Speak with Your Manager or Human resources / people team
Larger companies often offer mentorship programs. By getting in with a mentor, you may be able to learn their job duties or pick up additional soft skills. If your company doesn’t offer this, check with a manager or someone in HR to see if they’ll create a program or give you the opportunity to shadow an employee who has skills you’d like to pick up. You can always proactively reach out to those you admire internally and see if they are open to a small mentorship commitment, which might look like one coffee a month for 30 minutes to discuss your career goals and to monitor your progression.
Attend Conferences and Workshops
Run a search for conferences and workshops in your area that will give you the opportunity to learn over an afternoon, day, or weekend. If the information is something your employer can benefit from, don’t hesitate to check with HR to see if the cost of attending can be subsidized or if your company would consider treating it as a workday. Conferences can allow you to meet people who are in a similar career area to you, and those people may give you an idea of the skills or attributes you can focus on to become a better professional in your area and accelerate your own career.
Network with those that have mastered your desired skill
You probably know a few people in your field who are really great with at least one thing. Maybe you know a salesman who closes more deals than anyone else, an individual who gives flawless presentations, or a department manager who is consistently recognized for topping the others.
Take a moment to speak with the person, tell them what you appreciate about them, and offer a cup of coffee in exchange for a few moments of picking his or her brain about how they do it so well. You’ll be surprised by how many are flattered and will make the time to chat with you. This not only bodes well for picking up new skills, but also increases your network, which is beneficial when you’re looking for a promotion or want to shift companies.
Take Online Courses
Online courses come in all shapes and sizes. For example, some universities offer structured courses, while other options such as Skillshare allow you to pick up skills whenever you have time, be it on a lunch break or while killing time before a meeting.
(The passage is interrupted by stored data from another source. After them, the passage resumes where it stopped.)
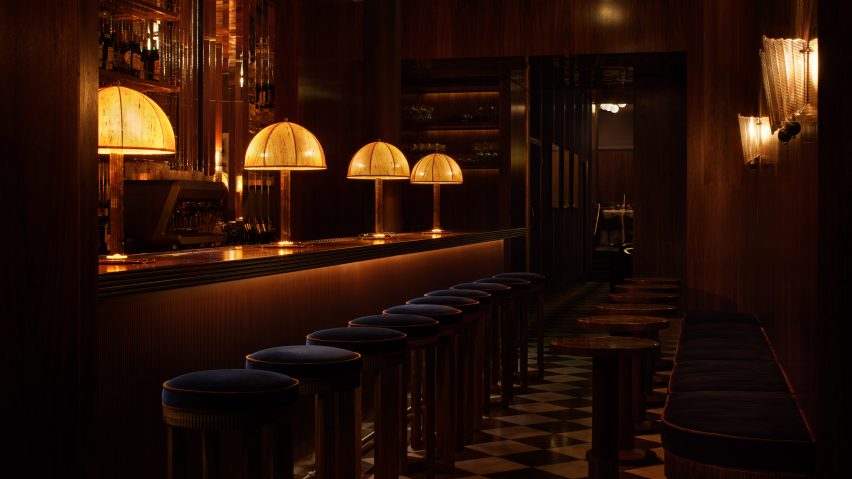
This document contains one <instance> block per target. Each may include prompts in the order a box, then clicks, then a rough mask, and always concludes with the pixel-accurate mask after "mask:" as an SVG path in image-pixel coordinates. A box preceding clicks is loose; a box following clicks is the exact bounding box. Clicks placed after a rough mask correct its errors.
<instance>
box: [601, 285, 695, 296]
mask: <svg viewBox="0 0 852 479" xmlns="http://www.w3.org/2000/svg"><path fill="white" fill-rule="evenodd" d="M615 291H616V292H617V293H650V292H654V293H672V294H678V293H679V292H680V286H678V285H676V284H666V283H624V284H617V285H615Z"/></svg>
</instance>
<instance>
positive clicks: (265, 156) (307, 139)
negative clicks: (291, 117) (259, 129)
mask: <svg viewBox="0 0 852 479" xmlns="http://www.w3.org/2000/svg"><path fill="white" fill-rule="evenodd" d="M325 167H326V166H325V152H323V150H322V146H321V145H320V143H319V141H318V140H317V138H316V137H315V136H314V135H313V133H311V132H310V131H308V130H307V129H305V128H304V127H302V126H300V125H297V124H295V123H291V122H288V121H284V122H280V123H274V124H272V125H269V126H267V127H266V128H264V129H262V130H260V132H259V133H258V134H257V135H255V136H254V138H252V140H251V143H249V146H248V149H247V150H246V158H245V164H244V168H246V169H250V170H321V169H325Z"/></svg>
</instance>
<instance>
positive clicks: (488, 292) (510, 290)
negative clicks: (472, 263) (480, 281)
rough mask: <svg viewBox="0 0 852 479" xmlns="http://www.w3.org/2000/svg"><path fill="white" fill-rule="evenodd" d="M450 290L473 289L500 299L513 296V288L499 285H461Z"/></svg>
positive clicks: (461, 284) (454, 287)
mask: <svg viewBox="0 0 852 479" xmlns="http://www.w3.org/2000/svg"><path fill="white" fill-rule="evenodd" d="M450 289H464V290H468V289H472V290H474V291H484V292H486V293H488V294H490V295H491V296H494V297H498V298H507V297H509V296H512V288H510V287H509V286H506V285H505V284H497V283H459V284H454V285H452V286H450Z"/></svg>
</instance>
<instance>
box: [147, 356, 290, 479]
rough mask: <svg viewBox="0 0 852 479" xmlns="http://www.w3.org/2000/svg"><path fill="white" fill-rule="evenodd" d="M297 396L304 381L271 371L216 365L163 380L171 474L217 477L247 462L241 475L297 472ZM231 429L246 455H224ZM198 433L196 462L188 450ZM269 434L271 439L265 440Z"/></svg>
mask: <svg viewBox="0 0 852 479" xmlns="http://www.w3.org/2000/svg"><path fill="white" fill-rule="evenodd" d="M298 397H299V381H297V380H296V379H293V378H291V377H289V376H285V375H283V374H278V373H273V372H269V371H250V370H245V369H214V370H207V371H195V372H191V373H187V374H183V375H181V376H177V377H174V378H172V379H169V380H168V381H166V382H164V383H163V389H162V405H163V421H164V422H165V424H166V434H167V443H168V444H167V447H168V468H169V477H171V478H183V477H205V478H218V477H223V476H228V475H234V474H235V470H236V469H238V468H243V467H245V469H246V470H244V471H243V472H242V473H241V474H240V475H241V476H242V477H247V478H258V479H259V478H261V477H264V478H266V477H275V478H281V479H283V478H285V477H286V478H289V477H292V475H293V451H292V442H291V438H290V411H291V409H292V405H293V404H294V403H295V402H296V400H297V399H298ZM227 430H235V431H238V432H239V433H240V434H241V435H242V436H243V438H244V441H243V444H244V445H245V446H244V449H243V451H242V453H243V456H242V459H241V460H234V458H230V457H228V455H227V454H221V452H222V451H220V449H221V448H220V447H219V435H220V434H221V433H222V432H224V431H227ZM264 430H269V431H272V434H266V435H264V434H263V431H264ZM193 433H195V434H193ZM193 435H197V436H198V437H199V439H200V441H201V450H202V452H201V457H200V458H199V460H198V461H197V462H196V461H190V460H189V458H188V457H187V453H186V451H187V450H188V448H187V446H188V444H187V441H188V440H190V439H192V437H191V436H193ZM264 437H266V438H271V439H270V440H271V444H267V445H264V444H263V441H264V439H263V438H264ZM229 459H230V460H229Z"/></svg>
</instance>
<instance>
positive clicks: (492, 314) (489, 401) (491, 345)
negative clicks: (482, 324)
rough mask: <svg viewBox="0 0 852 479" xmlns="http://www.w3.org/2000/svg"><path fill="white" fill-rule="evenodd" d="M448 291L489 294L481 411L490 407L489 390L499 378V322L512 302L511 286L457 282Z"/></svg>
mask: <svg viewBox="0 0 852 479" xmlns="http://www.w3.org/2000/svg"><path fill="white" fill-rule="evenodd" d="M450 291H461V292H462V293H463V294H476V293H486V294H489V295H490V296H491V300H490V310H491V315H490V317H485V318H483V319H484V320H485V338H484V341H483V346H484V348H485V350H484V351H483V354H482V358H483V371H482V376H483V383H482V384H483V388H482V399H481V401H482V406H483V409H482V410H483V411H487V410H488V408H490V407H491V390H492V387H497V384H498V381H499V378H500V347H499V341H500V334H499V332H500V324H501V322H502V316H503V315H504V314H508V311H507V310H508V308H509V307H510V305H511V303H512V288H510V287H509V286H506V285H504V284H495V283H459V284H455V285H453V286H451V287H450Z"/></svg>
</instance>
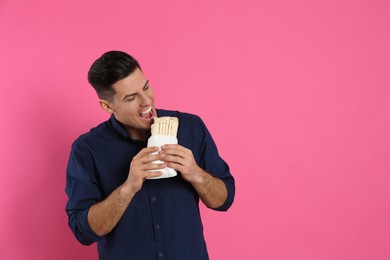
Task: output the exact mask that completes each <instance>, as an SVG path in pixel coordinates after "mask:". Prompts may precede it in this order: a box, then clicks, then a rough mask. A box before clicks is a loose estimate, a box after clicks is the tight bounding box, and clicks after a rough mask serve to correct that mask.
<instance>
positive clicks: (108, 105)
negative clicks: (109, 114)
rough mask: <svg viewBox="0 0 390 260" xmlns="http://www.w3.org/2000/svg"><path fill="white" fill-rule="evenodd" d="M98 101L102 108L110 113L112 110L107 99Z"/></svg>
mask: <svg viewBox="0 0 390 260" xmlns="http://www.w3.org/2000/svg"><path fill="white" fill-rule="evenodd" d="M99 103H100V106H101V107H102V108H103V110H105V111H106V112H108V113H110V114H112V113H113V112H114V110H113V109H112V106H111V104H110V102H108V101H107V100H104V99H99Z"/></svg>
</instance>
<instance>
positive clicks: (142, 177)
mask: <svg viewBox="0 0 390 260" xmlns="http://www.w3.org/2000/svg"><path fill="white" fill-rule="evenodd" d="M158 150H159V148H158V147H147V148H144V149H142V150H141V151H140V152H139V153H138V154H137V155H136V156H134V157H133V160H132V161H131V163H130V170H129V175H128V177H127V180H126V182H125V186H126V187H127V188H128V191H129V192H131V193H133V194H135V193H137V192H138V191H139V190H140V189H141V188H142V184H143V182H144V181H145V179H146V178H150V177H157V176H160V175H162V172H161V171H156V172H149V170H161V169H164V168H165V167H167V166H166V164H156V163H152V162H153V161H156V160H161V158H162V156H161V155H160V154H154V155H152V154H151V153H155V152H158Z"/></svg>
JobGPS suggests relevant online courses on each career path page (in partnership with Skillshare), so you wll be able to know which areas you can focus on to enter that career or grow within it.
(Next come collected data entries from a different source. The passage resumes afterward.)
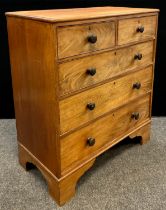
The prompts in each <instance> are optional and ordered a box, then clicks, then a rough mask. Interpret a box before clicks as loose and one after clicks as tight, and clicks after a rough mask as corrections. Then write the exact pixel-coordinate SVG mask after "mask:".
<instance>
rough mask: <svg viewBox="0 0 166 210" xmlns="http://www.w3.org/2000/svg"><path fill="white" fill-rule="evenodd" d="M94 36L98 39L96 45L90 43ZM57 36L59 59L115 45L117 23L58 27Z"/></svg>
mask: <svg viewBox="0 0 166 210" xmlns="http://www.w3.org/2000/svg"><path fill="white" fill-rule="evenodd" d="M66 34H67V36H66ZM92 35H93V36H94V35H95V36H96V37H97V41H96V43H90V42H88V37H89V36H92ZM57 36H58V57H59V58H64V57H69V56H74V55H77V54H81V53H86V52H90V51H95V50H100V49H105V48H110V47H113V46H114V45H115V22H110V21H108V22H101V23H92V24H85V25H78V26H75V25H74V26H66V27H58V29H57Z"/></svg>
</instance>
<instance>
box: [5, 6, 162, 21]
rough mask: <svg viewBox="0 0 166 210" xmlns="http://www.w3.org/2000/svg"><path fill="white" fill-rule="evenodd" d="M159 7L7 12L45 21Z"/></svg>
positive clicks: (126, 7) (88, 17) (38, 19)
mask: <svg viewBox="0 0 166 210" xmlns="http://www.w3.org/2000/svg"><path fill="white" fill-rule="evenodd" d="M158 11H159V10H158V9H145V8H128V7H91V8H74V9H53V10H37V11H35V10H34V11H18V12H7V13H6V15H7V16H16V17H22V18H28V19H36V20H40V21H45V22H63V21H76V20H84V19H93V18H107V17H114V16H123V15H132V14H144V13H153V12H158Z"/></svg>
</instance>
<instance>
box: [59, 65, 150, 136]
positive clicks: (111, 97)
mask: <svg viewBox="0 0 166 210" xmlns="http://www.w3.org/2000/svg"><path fill="white" fill-rule="evenodd" d="M152 74H153V73H152V66H150V67H147V68H145V69H143V70H140V71H137V72H134V73H132V74H129V75H126V76H124V77H121V78H119V79H116V80H114V81H111V82H109V83H105V84H103V85H101V86H98V87H96V88H93V89H90V90H88V91H84V92H82V93H79V94H76V95H74V96H71V97H68V98H66V99H63V100H61V101H60V102H59V103H60V131H61V134H63V133H65V132H67V131H70V130H72V129H74V128H77V127H79V126H81V125H83V124H84V123H86V122H88V121H91V120H93V119H95V118H97V117H99V116H101V115H103V114H104V113H107V112H109V111H111V110H112V109H114V108H116V107H118V106H120V105H122V104H125V103H127V102H128V101H131V100H133V99H135V98H137V97H139V96H141V95H143V94H146V93H147V92H149V91H150V90H151V88H152Z"/></svg>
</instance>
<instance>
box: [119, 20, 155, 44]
mask: <svg viewBox="0 0 166 210" xmlns="http://www.w3.org/2000/svg"><path fill="white" fill-rule="evenodd" d="M156 24H157V16H150V17H140V18H131V19H123V20H119V24H118V44H119V45H122V44H127V43H131V42H137V41H141V40H144V39H149V38H154V37H155V33H156Z"/></svg>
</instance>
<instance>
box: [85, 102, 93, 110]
mask: <svg viewBox="0 0 166 210" xmlns="http://www.w3.org/2000/svg"><path fill="white" fill-rule="evenodd" d="M87 108H88V109H89V110H93V109H94V108H95V103H88V104H87Z"/></svg>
listen to Podcasts and Audiobooks
Do you have a lengthy commute or find yourself waiting with nothing to do from time to time? If so, you may be able to find audiobooks and podcasts that can teach anything from a foreign language to leadership, all in time that might otherwise be wasted.
Master one Skill at a Time and Repeat the Process
There’s no need to jump into a rigorous study program if you’re not changing careers entirely, so pick a single skill to learn at first. When you’ve finished the first one, you’ll have a good feel for what you can personally take on, making it easy to select the right learning method the next time around. In order to remain competitive and continue growing for your personal satisfaction, it’s best to find a schedule that works well for you and continue choosing new skills to tackle as you complete one.
In doing so, you’ll develop a life-long habit that will ensure you remain valuable to your company and that your resume stays on the top of the stack should you ever decide to look elsewhere.